On 5 June the guests visited the Katyn Museum in Warsaw. Representatives of the Institute of National Remembrance were invited as well. The following persons participated in the meeting: Director of the Polish Army Museum Dr Adam Buława, head of the Katyn Museum Sławomir Frątczak and Michał Grabowski (Polish Institute in Paris), Philippe Schwartz (Royallieu Museum-Memorial Site ), Régis Le Mer (Resistance and Deportation History Centre in Lyon), Cyrille Delattre ( La Coupole-St-Omer Museum), Aurélie Cousin (Museum of the Resistance and Deportaion in Besançon), Laura Schwartz (Le Guide Juif de l’Europe), Alain Salles (Le Monde), Françoise Pons – independent journalist, François Rousseau (Le Journal des Combattants) and Bernard de la Hamayde (representative of the Department of Aube, Mussy-sur-Seine Museum).
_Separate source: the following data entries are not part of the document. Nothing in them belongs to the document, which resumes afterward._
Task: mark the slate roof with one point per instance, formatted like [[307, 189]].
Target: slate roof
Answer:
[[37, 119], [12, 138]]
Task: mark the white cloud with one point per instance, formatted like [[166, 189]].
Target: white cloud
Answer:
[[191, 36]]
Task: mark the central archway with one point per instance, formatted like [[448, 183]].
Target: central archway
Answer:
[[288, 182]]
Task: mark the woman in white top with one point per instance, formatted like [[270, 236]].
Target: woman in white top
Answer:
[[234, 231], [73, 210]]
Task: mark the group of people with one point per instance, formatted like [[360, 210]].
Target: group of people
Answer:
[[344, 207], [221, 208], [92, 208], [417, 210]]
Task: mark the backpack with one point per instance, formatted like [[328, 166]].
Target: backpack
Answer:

The head of the Division of International Relations at the Office of the President of the IPN Agnieszka Jędrzak presented the Act on the Institute of National Remembrance as a document regulating the Institute's activity, and discussed its structure with the distinction of statutory tasks of eight substantive units. The guests asked about the cooperation between particular offices: as an example, Agnieszka Jędrzak presented the benefits resulting from the cooperation of researchers and archivists with the prosecutorial division.
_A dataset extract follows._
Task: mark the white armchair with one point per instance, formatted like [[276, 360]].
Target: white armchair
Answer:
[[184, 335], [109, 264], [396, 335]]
Presenting the archival resource, she mentioned the recent inscription on the UNESCO list of the original of the Jurgen Stroop Report on the liquidation of the Warsaw ghetto, held in the Archive of the IPN. She also mentioned other important archival documents related to the German occupation, for example, the journal of the Governor General of the Governorship of Hans Frank or the diaries of Johann Paul Kremer, the doctor from the Auschwitz camp. Many of these documents were used as evidence during the Nuremberg trials. A separate group are sources referring to Soviet repressions in Polish lands, including documenting the Katyn massacre. The guests were particularly interested in the camp documentation and access conditions to the IPN resource.
An important part of the presentation was the activity of the Institute of National Remembrance in the international arena, including under the aegis of the International Archival Council, the Platform for European Memory and Conscience, European Network of Official Authorities in charge of the Secret-Police Files or working groups (Ukrainian, Lithuanian, Romanian and Georgian). Mention was also made of the "Warsaw Dialogue for Democracy" co-organized annually with the Ministry of Foreign Affairs, during which the IPN undertakes the issue of transitive justice, which is important for many societies. The subject of the agreement of 2016, regulating the cooperation between the Institute of National Remembrance and the Ministry of Foreign Affairs, including the popularisation Polish history abroad and responding to defamations that harm the good name of the Polish Nation, was also discussed.
At the end of the meeting, the participants received gifts in the form of IPN publications - a book about Captain Witold Pilecki (bilingual version) - a Polish volunteer to Auschwitz sentenced to death by the Stalinist regime, the history of Poland prepared by the Institute of National Remembrance and Ministry of Foreign Affairs in French and a catalog of the Institute's publications on the Holocaust and Polish-Jewish relations during the Second World War.
Representatives of the media - Alain Salles and Françoise Pons - together with Agnieszka Jędrzak also paid a visit to the Chief Commission for the Prosecution of Crimes against the Polish Nation - the headquarters of the IPN investigative division, where their questions were answered in detail by Prosecutor Bogusław Tomasz Czerwiński. The discussion focused on the definition of a communist crime, ongoing investigations and the specifics of the work of the IPN prosecutors. Prosecutor Czerwiński emphasized how important it is to explain all the circumstances of a given crime, even if the alleged perpetrators are no longer alive. He added that we owe it to the victims because, in the rhetoric of communists, they were the perpetrators. He pointed out that the duty of a democratic state is to prosecute such crimes. He also drew attention to the fact that the Second World War is still present in the minds of Poles, as it affected practically all of the citizens of our country, which is why we are struggling with its consequences to this day, both as individuals and a society as a whole. He suggested looking at texts appearing in the foreign media suggesting that the Polish Nation was in any way responsible for establishing and operating concentration and extermination camps in the occupied territories from that perspective – the perspective of Polish sensitivity – especially that it was the Polish State which never collaborated with the German occupant.
Agnieszka Jędrzak emphasized the importance of the so-called transitional justice, in the name of which sentences passed during the communist period, often affecting private and professional lives of the aggrieved parties, were repealed. She also talked about the assumptions of the law regarding former security services functionaries and the de-communization of public space, for example, the removal of Soviet monuments of gratitude.